XttB1FA and XttB8GF genomes show high ANIs with each other and with another X. translucens pv. translucens (Xtt) strain, Km8. All of the X. translucens pv. translucens strains have lower ANIs with the X. translucens pv. undulosa (Xtu) strain P3 than with each other. ANIs between strains were calculated using the OrthoANIu method of Yoon et al. (10) via their online webserver (https://www.ezbiocloud.net/tools/ani) with default parameters.

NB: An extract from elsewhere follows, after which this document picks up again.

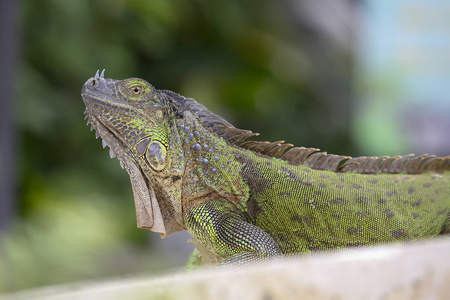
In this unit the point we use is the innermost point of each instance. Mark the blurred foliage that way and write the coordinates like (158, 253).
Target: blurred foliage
(242, 59)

These new genome sequences will facilitate comparative analyses for the identification and characterization of effectors and other genetic elements governing differences in host specificity and virulence between isolates in the X. translucens pv. translucens and X. translucens pv. undulosa groups.

Data availability.

The complete genome sequences have been deposited in GenBank and are available under BioProject accession number PRJNA789891 with accessions numbers CP090000 (XttB1FA) and CP089999 (XttB8GF). The raw reads have also been deposited in the NCBI database as fastq files (SRA accession numbers SRX14353264 [XttB1FA] and SRX14353265 [XttB8GF]).